Filmkritik: CLIRIMI (Befreiung) / THE RETURN (Die Rückkehr)

von Lisa Stengel

CLIRIMI (Befreiung)
Kosovo | Albanien 2015 | Regie: Burim Haliti | Kurzfilm

„Clirimi“ spielt während des Kosovokrieges – ein Konflikt, der nicht nur im internationalen, sondern auch im nationalen Gedächtnis in den Hintergrund rückt. Die Protagonisten sind ein ungleiches Paar: ein Lehrer und ein Schüler, die zu einer Nachprüfung das Schulgebäude aufsuchen und dort gezwungenermaßen mehrere Monate des aktiven Gefechts ausharren. Der Konflikt zehrt an den Kräften beider, Hunger und Angst machen sie gereizt und doch zeigen sie auch Humor. Und als das Land befreit wird, die beiden endlich das Gebäude verlassen können – stehen sie albanischen Truppen gegenüber.
Halitis Kurzfilm zeigt Menschlichkeit in einer unmenschlichen Zeit. Er zeugt vom Willen, sich nicht unterkriegen zu lassen, auch wenn die Hoffnung auf Frieden buchstäblich stirbt.
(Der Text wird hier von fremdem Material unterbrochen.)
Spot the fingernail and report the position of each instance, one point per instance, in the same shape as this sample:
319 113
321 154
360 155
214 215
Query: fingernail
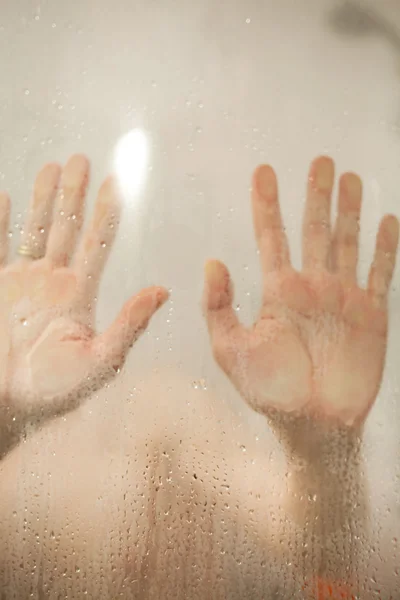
213 272
266 181
392 227
353 184
324 174
161 296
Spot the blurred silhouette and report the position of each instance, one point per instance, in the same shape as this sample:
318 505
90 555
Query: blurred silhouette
352 19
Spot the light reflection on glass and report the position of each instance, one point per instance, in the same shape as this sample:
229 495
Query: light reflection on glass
131 157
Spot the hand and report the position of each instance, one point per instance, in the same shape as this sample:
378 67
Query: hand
318 346
50 355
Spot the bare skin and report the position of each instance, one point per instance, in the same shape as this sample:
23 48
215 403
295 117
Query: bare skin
286 367
50 355
313 361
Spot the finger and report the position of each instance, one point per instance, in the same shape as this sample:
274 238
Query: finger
68 216
346 235
226 332
268 226
382 267
4 226
316 222
36 231
97 241
112 346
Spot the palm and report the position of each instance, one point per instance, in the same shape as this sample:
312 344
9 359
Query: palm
319 343
50 355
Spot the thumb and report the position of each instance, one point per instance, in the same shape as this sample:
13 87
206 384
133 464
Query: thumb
217 303
112 346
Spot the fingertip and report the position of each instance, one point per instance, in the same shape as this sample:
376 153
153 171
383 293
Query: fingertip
5 202
216 273
351 184
264 181
322 173
390 230
161 296
218 286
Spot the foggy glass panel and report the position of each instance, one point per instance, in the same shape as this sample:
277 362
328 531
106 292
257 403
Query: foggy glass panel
165 482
Doch das Ende bleibt offen – wie so viele Menschen, die tatsächlich bis heute nach Ende des Konflikts verschwunden sind, wissen wir als Zuschauer nicht, was aus den beiden ungleichen Helden wurde.


THE RETURN (Die Rückkehr)
Kosovo | Mazedonien 2017 | Regie: Kastriot Abdyli | Spielfilm

Diese erste albanisch-mazedonische Koproduktion bringt direkt ein politisch brisantes Thema auf die Leinwand: nach sieben Jahren kehrt Iliri nach Mazedonien zurück – mit einer Frau, seiner Verlobten Sabine, an seiner Seite. Jahre zuvor war er, in Hoffnung auf eine bessere Zukunft, nach Frankreich ausgewandert, ohne die Sprache zu kennen oder ein Handwerk zu beherrschen. Doch bei der Rückkehr in seine ländlich geprägte Heimat treffen buchstäblich Welten aufeinander: Iliris Vater will Sabine einfach nicht als die Zukünftige seines Sohnes akzeptieren. Wie Sabine kann der Zuschauer nur Vermutungen aufstellen: liegt es daran, dass sie Französin ist? Ist es die Sprachbarriere? Sind es vielleicht doch religiöse Gründe? Doch vor der malerischen mazedonischen Landschaft entfaltet sich in Wahrheit ein ganz anderer Konflikt: vor sieben Jahren hatte Iliri einer Frau versprochen, für sie zurück zu kommen. Und so ein Versprechen bricht man nicht leichtsinnig.

„The Return“ spielt um 2000, spricht aber ein bis heute relevantes wie besorgniserregendes Thema an: Landflucht betrifft viele junge Menschen, vor allem Männer, die sich im Westen eine bessere Zukunft erhoffen. Und viele Frauen werden zurückgelassen – im besten Fall mit einem Versprechen, im schlimmsten mit mehreren Kindern, die sie alleine großziehen müssen.

Abdyli schafft einen bildgewaltigen Film, der auf narrativer Ebene nicht weniger überzeugt. Und zum Ende müssen wir uns fragen: ist Iliri wirklich nur der Liebe zum Opfer gefallen oder hatte er andere Motive?